This easy light weeknight dinner is also a perfect summer meal. Serve this with a fresh salad/ rice/ potatoes on the side for a complete meal. Well, it looks like Fish piccata, but the sauce doesn’t have any cream or parmesan cheese in it. if you are looking for an alternative to chicken, tilapia is also protein-rich, loaded with Omega-3, and low on calories. These are sold in fillets. While buying look for large fillets that are firm to touch. Fresh fish doesn’t have a strong fishy/ foul smell.
Tilapia – Fresh or frozen anything will do. You can either use Tilapia fillets or loins. Loins are the thickest part of the fish fillets. Flour – Flour for dredging the fillets. It creates a thin crust on the fish, which also helps in soaking up the sauce. salt and pepper – To season the flour. Olive oil – to fry the coated tilapia fillets. Dill leaves – Dill leaves somehow sit perfectly with the rest of the flavors in this recipe. Parsley can also be used.
Lemon juice in the sauce cuts down the butter and brings balance. Fresh lemon juice is always preferred. White wine adds a depth of flavour to the sauce (no, you can’t smell the alcohol).
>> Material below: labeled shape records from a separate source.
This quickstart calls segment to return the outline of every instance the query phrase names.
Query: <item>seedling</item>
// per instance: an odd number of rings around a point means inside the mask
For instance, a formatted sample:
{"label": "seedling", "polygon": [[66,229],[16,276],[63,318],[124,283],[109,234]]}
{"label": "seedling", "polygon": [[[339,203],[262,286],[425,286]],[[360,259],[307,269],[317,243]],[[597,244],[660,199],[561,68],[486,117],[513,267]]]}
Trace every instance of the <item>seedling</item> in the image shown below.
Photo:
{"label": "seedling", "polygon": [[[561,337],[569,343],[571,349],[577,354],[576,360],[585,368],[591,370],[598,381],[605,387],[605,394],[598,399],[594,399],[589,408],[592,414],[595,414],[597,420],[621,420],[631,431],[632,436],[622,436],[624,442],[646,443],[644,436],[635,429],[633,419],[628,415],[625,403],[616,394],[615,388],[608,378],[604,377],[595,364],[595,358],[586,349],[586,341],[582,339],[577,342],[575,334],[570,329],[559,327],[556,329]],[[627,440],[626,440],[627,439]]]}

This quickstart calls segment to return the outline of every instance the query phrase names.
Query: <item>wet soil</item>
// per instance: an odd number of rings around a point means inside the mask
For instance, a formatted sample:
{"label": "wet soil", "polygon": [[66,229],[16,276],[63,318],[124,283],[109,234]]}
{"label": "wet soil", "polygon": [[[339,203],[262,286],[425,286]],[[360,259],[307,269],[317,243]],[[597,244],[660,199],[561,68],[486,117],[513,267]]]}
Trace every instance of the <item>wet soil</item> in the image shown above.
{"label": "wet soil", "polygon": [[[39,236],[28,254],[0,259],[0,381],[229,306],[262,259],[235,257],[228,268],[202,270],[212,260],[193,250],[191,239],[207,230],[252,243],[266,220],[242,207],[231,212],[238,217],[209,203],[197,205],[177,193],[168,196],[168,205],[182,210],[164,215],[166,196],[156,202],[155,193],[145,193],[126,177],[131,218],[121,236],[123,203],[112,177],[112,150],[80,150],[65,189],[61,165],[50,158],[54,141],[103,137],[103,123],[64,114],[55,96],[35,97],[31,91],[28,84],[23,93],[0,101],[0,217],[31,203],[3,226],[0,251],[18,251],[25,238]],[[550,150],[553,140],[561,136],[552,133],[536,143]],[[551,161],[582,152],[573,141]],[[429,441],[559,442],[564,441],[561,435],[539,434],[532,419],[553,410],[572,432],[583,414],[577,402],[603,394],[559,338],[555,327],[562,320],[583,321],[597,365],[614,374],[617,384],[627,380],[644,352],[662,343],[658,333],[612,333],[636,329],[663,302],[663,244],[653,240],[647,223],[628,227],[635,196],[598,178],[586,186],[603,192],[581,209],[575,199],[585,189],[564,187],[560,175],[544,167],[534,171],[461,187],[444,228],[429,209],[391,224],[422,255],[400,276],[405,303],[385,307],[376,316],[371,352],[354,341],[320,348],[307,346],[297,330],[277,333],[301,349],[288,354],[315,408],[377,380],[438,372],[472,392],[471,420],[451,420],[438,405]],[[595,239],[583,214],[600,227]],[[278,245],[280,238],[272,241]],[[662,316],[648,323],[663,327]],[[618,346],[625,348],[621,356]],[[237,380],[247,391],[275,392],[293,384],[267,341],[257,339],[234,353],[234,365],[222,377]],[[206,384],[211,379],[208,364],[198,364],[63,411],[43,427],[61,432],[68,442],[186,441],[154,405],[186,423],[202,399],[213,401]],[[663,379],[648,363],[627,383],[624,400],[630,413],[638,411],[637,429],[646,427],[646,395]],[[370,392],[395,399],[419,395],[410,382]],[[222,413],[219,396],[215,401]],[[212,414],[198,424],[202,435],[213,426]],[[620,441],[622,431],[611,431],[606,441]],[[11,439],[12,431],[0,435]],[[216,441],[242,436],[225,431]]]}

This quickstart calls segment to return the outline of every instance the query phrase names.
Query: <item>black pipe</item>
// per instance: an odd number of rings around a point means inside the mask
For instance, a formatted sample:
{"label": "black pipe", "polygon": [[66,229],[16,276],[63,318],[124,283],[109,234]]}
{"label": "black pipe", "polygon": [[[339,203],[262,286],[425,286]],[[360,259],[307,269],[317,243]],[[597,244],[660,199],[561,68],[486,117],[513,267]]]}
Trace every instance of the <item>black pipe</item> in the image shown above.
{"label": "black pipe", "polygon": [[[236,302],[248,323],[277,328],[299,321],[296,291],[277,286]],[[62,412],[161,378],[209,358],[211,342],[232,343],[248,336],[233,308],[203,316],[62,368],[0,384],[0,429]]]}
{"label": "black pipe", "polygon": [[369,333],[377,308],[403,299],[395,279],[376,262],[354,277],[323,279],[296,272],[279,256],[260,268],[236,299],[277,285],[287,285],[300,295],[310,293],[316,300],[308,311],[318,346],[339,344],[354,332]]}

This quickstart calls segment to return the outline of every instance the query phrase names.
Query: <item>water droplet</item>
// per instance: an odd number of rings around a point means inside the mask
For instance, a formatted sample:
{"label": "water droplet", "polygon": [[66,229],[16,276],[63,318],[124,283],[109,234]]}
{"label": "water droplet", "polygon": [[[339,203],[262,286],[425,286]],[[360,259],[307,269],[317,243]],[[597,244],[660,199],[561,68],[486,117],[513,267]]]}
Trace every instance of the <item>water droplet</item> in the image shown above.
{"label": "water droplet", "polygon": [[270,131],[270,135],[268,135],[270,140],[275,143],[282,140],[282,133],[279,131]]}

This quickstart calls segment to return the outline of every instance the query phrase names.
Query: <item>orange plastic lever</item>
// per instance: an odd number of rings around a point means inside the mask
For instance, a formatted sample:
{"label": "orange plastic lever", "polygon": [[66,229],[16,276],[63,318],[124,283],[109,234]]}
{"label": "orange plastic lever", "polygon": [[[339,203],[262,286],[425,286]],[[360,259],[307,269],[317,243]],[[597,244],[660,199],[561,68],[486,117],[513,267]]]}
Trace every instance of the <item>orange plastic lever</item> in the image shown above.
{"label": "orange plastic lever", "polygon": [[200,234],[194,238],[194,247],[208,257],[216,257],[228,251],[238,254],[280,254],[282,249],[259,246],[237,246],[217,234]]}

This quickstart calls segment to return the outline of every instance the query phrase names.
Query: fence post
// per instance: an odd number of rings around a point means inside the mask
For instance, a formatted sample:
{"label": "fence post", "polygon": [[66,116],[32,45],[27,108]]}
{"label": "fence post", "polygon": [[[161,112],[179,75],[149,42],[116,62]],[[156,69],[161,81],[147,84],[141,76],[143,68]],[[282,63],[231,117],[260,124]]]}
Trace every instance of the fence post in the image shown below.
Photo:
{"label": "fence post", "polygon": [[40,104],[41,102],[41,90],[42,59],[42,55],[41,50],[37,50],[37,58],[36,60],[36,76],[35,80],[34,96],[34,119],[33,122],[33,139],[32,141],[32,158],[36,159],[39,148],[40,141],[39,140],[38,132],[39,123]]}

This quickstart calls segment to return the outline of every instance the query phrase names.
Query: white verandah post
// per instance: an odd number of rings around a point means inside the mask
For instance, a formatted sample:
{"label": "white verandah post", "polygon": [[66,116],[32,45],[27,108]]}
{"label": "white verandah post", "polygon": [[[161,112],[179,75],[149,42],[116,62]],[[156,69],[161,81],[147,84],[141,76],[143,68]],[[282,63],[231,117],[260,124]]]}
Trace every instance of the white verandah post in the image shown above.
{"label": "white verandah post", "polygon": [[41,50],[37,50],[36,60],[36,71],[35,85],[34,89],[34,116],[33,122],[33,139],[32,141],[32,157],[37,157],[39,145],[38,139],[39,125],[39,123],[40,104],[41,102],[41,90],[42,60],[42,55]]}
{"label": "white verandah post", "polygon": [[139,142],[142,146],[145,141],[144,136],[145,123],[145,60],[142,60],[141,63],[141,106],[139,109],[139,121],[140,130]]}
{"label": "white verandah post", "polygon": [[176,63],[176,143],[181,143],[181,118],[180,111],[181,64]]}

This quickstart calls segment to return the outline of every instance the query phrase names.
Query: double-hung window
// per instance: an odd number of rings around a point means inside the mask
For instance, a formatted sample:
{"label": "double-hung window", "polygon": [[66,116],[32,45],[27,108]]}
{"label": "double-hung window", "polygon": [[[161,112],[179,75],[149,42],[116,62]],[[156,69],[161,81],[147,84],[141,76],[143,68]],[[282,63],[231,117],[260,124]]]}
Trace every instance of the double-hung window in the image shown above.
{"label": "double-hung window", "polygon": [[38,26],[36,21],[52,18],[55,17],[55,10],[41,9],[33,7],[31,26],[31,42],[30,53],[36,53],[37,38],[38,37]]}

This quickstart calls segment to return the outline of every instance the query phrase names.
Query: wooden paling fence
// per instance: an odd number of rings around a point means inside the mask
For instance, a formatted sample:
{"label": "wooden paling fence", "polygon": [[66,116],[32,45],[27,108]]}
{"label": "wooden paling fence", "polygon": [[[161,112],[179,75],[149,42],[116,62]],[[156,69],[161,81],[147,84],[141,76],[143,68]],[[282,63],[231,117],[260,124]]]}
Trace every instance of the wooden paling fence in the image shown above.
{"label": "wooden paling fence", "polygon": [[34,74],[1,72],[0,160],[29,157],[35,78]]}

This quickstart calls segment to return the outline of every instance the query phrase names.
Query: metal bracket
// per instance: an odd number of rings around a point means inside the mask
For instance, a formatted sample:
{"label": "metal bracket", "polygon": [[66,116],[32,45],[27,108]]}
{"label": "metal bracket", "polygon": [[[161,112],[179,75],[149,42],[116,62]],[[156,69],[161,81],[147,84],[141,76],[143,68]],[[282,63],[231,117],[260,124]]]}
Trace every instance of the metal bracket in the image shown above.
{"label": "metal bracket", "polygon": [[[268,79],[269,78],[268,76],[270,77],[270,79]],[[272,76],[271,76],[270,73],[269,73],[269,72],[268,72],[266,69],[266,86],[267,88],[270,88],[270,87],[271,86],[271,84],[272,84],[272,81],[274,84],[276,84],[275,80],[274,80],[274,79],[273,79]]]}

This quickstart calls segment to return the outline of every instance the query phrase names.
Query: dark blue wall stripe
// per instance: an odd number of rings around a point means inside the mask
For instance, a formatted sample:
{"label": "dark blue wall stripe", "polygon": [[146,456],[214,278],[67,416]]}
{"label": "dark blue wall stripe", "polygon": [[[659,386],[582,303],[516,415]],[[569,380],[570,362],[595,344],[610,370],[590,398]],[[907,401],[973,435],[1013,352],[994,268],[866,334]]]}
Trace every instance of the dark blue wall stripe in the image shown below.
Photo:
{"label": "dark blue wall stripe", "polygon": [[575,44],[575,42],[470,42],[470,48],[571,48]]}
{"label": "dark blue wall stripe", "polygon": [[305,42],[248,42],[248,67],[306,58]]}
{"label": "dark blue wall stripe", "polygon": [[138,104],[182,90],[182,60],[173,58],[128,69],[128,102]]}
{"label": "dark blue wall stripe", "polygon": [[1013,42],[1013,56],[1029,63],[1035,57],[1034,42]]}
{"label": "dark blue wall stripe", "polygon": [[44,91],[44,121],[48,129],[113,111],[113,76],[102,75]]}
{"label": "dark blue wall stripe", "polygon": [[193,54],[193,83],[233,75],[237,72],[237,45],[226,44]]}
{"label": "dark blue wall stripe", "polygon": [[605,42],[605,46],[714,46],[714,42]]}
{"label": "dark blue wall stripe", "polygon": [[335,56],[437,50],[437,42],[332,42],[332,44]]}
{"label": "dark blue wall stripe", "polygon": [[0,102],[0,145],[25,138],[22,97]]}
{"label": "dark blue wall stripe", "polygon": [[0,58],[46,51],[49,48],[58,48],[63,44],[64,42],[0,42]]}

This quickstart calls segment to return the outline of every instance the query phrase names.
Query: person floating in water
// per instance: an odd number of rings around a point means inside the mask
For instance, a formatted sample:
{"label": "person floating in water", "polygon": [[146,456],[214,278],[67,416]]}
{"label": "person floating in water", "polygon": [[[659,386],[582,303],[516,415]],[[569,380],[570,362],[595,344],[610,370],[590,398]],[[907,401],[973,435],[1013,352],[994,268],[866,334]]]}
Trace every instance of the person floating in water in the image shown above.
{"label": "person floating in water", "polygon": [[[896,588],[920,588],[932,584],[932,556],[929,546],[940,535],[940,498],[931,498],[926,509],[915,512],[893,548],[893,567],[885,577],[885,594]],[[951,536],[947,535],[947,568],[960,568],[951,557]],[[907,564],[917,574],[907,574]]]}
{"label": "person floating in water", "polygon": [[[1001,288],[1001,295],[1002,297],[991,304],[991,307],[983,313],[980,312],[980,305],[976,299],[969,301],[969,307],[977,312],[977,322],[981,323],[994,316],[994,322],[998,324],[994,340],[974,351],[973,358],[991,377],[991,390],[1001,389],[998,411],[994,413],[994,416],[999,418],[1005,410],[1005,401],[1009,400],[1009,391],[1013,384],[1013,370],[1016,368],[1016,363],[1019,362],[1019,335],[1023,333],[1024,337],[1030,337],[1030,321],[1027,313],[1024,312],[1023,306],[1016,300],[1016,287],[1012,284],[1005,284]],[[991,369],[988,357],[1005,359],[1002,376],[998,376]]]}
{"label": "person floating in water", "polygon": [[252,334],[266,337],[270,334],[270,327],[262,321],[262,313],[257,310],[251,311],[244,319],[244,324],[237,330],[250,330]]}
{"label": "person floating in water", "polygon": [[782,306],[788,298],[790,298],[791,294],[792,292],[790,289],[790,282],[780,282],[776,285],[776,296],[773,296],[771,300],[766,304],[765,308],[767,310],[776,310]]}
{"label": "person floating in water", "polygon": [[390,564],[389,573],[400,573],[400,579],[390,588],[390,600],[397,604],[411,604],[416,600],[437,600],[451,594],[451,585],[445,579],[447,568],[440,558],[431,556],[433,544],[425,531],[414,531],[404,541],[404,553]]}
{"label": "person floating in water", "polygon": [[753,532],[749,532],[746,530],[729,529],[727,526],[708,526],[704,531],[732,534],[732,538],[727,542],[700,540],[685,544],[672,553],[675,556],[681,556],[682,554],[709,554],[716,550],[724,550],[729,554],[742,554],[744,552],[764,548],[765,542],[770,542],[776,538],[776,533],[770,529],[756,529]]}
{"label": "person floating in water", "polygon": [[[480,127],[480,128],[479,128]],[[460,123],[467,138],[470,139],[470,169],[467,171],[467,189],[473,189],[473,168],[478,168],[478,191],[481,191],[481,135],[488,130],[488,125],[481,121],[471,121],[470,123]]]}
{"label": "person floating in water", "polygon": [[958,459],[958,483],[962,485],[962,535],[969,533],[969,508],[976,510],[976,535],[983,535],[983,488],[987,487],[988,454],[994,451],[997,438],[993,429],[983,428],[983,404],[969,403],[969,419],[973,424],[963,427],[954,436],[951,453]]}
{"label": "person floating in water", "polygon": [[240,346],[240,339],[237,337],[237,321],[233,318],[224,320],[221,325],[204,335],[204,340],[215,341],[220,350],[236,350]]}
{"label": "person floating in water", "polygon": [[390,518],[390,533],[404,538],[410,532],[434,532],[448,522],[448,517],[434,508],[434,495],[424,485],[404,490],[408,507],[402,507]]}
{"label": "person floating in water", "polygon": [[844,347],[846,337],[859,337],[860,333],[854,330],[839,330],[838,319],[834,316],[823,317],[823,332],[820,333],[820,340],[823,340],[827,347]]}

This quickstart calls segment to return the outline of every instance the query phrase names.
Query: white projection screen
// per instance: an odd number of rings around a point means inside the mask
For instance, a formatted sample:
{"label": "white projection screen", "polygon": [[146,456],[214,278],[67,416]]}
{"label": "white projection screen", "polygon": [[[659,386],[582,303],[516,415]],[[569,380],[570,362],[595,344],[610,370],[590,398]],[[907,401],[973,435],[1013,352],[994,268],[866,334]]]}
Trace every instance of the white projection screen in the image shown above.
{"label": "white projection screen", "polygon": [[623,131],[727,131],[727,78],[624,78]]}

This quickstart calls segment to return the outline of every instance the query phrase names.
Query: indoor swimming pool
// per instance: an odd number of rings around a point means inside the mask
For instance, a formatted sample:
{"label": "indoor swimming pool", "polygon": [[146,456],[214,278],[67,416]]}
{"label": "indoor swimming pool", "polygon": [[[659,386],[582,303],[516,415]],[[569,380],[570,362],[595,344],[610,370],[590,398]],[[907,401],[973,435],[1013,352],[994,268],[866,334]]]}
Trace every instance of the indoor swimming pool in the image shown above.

Now coming to capers, these are small berries that are tangy, briny, and salty. Adds a pop of freshness. Usually added to pasta, sauces, and salads. Capers are widely used in Mediterranean cuisine. You can find capers in small jars in grocery stores near olive bottles.
This lemon caper sauce can be served with any kind of fish, on pan-fried chicken, or seafood. Can be made a couple of days ahead and stored in the refrigerator. Heat it gently before serving.
To thin down the sauce a bit along with lemon juice add a couple of tablespoons of chicken stock to the pan.
If you would like to add some starch then roasted potatoes, plain rice, or flavored rice like this Garlic butter rice will also pair. I would also love some crusty bread on the side to mop up all the delicious sauce.